L’animateur pourrait proposer plus d’activités socioculturelles aux détenus puisqu’il choisirait les intervenants en fonction de la thématique de la période. Ainsi, s’il décidait de travailler sur les conflits interpersonnels, par exemple, il pourrait faire appel à une compagnie de théâtre forum. Ce type d’initiative n’a, à ce jour, été menée que dans de rare établissements pénitentiaires. Pourtant, le théâtre forum, qui est une forme de théâtre institutionnel, permet par le jeu de rôle, de résoudre des rivalités. En mettant en scène la situation conflictuelle en présence des deux parties antagonistes et en échangeant les rôles, ces interventions permettent de mieux comprendre la position de chacun. Dans les centres de détention, la relation entre les détenus et les surveillants est souvent problématique. Pour pallier à ce manque de dialogue et d’échange, l’animateur pourrait engager une troupe et utiliser l’outil théâtre forum pour instaurer une ambiance plus humaine dans les centres de détention.

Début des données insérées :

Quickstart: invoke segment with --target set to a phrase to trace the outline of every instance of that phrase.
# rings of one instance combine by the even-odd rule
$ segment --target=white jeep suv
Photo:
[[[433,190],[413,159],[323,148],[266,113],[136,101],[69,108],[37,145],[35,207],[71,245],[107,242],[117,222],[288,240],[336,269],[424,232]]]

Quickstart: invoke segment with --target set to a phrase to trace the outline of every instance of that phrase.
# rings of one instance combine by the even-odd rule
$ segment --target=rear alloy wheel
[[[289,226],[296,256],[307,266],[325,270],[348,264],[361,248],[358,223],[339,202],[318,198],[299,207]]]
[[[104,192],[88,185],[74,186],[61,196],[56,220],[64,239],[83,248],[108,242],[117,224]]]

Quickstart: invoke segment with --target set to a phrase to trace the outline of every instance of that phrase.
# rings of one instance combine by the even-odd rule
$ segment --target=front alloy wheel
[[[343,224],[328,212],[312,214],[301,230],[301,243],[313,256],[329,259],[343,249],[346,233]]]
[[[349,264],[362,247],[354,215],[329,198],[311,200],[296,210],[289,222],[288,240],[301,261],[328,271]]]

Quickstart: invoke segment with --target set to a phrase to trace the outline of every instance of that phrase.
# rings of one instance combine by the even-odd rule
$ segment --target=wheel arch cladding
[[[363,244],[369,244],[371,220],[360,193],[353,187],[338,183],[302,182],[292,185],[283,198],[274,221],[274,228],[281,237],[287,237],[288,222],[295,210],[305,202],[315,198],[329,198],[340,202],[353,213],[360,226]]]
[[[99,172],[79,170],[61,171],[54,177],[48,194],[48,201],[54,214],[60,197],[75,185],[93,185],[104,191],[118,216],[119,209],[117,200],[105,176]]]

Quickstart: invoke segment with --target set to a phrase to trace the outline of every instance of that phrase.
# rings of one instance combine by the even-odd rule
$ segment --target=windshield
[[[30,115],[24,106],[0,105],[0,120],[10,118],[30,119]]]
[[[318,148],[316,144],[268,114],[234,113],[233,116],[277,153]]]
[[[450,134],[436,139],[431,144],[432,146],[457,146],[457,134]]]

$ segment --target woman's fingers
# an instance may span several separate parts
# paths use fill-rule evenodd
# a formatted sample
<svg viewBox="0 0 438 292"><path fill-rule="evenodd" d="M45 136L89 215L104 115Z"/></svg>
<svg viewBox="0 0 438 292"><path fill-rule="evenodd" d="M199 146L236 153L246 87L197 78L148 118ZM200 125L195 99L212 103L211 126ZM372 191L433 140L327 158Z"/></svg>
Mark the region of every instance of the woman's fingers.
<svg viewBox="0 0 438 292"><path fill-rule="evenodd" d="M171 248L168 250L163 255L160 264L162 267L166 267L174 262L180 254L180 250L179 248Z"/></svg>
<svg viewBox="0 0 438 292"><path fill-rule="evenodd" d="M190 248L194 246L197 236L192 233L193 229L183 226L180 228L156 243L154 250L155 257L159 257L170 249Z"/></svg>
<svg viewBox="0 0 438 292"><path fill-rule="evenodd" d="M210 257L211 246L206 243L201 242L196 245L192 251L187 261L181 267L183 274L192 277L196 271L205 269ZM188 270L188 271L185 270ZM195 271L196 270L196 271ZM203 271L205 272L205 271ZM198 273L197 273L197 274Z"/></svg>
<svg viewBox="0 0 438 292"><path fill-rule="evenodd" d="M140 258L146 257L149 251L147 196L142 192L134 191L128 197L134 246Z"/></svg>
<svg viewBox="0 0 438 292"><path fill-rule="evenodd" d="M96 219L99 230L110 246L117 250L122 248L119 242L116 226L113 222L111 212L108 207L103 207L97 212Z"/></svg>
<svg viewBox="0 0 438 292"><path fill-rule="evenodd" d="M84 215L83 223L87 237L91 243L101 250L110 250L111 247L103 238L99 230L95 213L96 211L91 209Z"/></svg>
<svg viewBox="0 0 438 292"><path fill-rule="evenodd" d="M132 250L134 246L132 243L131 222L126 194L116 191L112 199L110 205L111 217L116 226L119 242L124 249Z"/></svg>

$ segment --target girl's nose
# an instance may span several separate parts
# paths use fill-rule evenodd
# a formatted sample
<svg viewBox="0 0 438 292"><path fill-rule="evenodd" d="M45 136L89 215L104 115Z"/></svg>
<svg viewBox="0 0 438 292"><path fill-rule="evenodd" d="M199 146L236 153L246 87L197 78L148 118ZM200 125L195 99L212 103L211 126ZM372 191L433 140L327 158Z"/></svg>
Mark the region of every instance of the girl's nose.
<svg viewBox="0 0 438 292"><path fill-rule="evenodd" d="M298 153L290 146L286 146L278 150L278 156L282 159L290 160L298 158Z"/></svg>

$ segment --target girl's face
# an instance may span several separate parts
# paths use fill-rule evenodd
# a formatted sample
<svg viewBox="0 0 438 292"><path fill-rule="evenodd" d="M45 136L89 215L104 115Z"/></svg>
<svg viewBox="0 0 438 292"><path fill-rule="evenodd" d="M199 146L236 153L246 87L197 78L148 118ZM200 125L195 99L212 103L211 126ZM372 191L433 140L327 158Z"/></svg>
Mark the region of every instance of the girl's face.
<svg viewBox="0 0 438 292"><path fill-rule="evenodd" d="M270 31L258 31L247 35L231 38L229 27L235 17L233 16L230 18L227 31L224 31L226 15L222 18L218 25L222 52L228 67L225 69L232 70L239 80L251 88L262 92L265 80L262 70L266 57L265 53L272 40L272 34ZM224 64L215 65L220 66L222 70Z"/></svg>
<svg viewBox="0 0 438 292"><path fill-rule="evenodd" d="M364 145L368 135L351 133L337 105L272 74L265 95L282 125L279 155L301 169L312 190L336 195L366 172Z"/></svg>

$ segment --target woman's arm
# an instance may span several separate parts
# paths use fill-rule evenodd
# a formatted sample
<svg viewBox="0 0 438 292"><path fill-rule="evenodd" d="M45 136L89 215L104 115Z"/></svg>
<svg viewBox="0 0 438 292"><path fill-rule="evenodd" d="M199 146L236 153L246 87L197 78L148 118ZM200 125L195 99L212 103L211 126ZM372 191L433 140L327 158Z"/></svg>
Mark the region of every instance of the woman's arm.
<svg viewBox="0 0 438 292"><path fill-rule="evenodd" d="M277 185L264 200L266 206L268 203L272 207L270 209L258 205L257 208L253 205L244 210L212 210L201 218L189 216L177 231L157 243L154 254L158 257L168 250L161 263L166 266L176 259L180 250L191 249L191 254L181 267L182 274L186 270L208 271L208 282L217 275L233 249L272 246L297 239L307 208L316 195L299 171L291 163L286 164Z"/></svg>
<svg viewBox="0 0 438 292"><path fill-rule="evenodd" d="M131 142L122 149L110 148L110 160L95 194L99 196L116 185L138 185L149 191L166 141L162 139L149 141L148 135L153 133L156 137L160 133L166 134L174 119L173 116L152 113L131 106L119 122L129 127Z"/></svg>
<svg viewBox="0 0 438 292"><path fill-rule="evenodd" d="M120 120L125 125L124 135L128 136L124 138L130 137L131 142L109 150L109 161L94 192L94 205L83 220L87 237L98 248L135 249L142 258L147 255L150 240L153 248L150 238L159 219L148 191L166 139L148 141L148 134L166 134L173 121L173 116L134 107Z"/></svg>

Ce n’est qu’une proposition parmi tant d’autre mais il semblerait que les interventions déjà faites en centre éducatif renforcé aient eu des retombées positives pour les jeunes délinquants et les éducateurs de la protection judiciaire de la jeunesse qui en ont la responsabilité.

Un animateur socioculturel spécialiste des personnes placées sous main de justice aurait sa place dans les centres de détention. En effet, toutes les conditions de travail sont réunies en milieu carcéral pour qu’il puisse exercer ses fonctions de coordinateur, de technicien, de médiateur ou encore de militant. Cependant, les priorités budgétaires ont souvent raisons des priorités sociales et culturelles. C’est pourquoi, il ne semble pas d’actualité que les animateurs socioculturels fassent leur entrée dans les établissements pour peine et le milieu carcéral en général.